Tuesday, August 2, 2011

The Immortal Life of Henrietta Lacks by Rebecca Skloot

The Immortal Life of Henrietta Lacks
Who, you might ask, is Henrietta Lacks (1920-1951) and why is she the subject of a book? On the surface, this short-lived African American Virginian seems an unlikely candidate for immortality. The most remarkable thing about her, some might argue, is that she had ten children during her thirty-one years on earth. Actually, we all owe Ms. Lacks a great debt and some of us owe her our lives. As Rebecca Skloot tells us in this riveting human story, Henrietta was the involuntary donor of cells from her cancerous tumors that have been cultured to create an immortal cell line for medical research. These so-called HeLa cells have not only generated billions of dollars for the medical industry; they have helped uncover secrets of cancers, viruses, fertilization, cloning, and gene mapping.

As usual, I love the OFFICIAL TRAILER sites for these books!
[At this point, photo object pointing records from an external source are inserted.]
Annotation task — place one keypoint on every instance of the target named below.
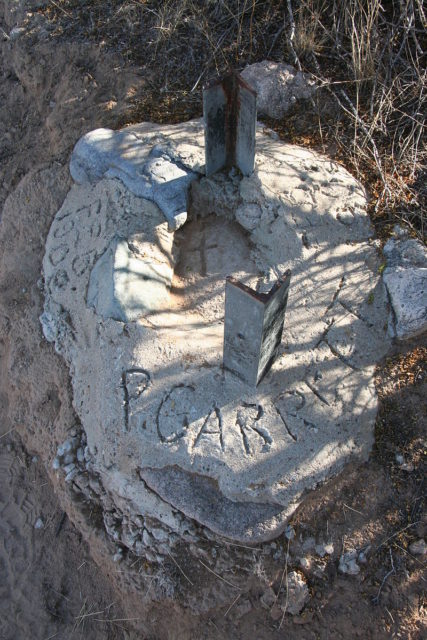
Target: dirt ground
(57, 575)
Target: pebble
(348, 564)
(71, 475)
(324, 549)
(118, 556)
(69, 467)
(268, 598)
(146, 538)
(418, 548)
(363, 555)
(289, 532)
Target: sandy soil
(58, 579)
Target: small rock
(118, 556)
(16, 32)
(160, 535)
(279, 86)
(290, 532)
(71, 475)
(363, 555)
(276, 612)
(69, 467)
(309, 544)
(405, 466)
(324, 549)
(69, 458)
(242, 608)
(297, 594)
(418, 548)
(268, 598)
(348, 564)
(146, 538)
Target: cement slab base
(169, 433)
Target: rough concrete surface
(158, 410)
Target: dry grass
(369, 56)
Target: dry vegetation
(368, 56)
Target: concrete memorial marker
(229, 107)
(253, 327)
(176, 440)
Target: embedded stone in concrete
(406, 280)
(151, 172)
(253, 327)
(133, 276)
(152, 395)
(229, 108)
(198, 497)
(408, 295)
(279, 86)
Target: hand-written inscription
(289, 406)
(134, 383)
(212, 426)
(172, 418)
(248, 421)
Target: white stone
(279, 86)
(160, 172)
(297, 594)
Brilliant!! Watch it!

My review: 3 stars
Very interesting. I had no idea that this kind of thing happened in the scientific community, but why would I not consider it? Of course, scientists have to get their research media from some where. I don't have a problem with the lack of consent - no one was asked in that day (there was no racism here). The author showed a very definite slant toward the Lackses, however was as objective as possible when displaying her data and all sides of the story. The fact that she felt an affinity for this family in no way hindered her research or caused her to cover any uncomfortable truths that made these people human. I found some of the scientific data to be a bit too much, but it was appropriate to add meat to the matter and substantive fact to the human side of the story. This was non-fiction written for the fiction-lover. Easy to read and easy to understand.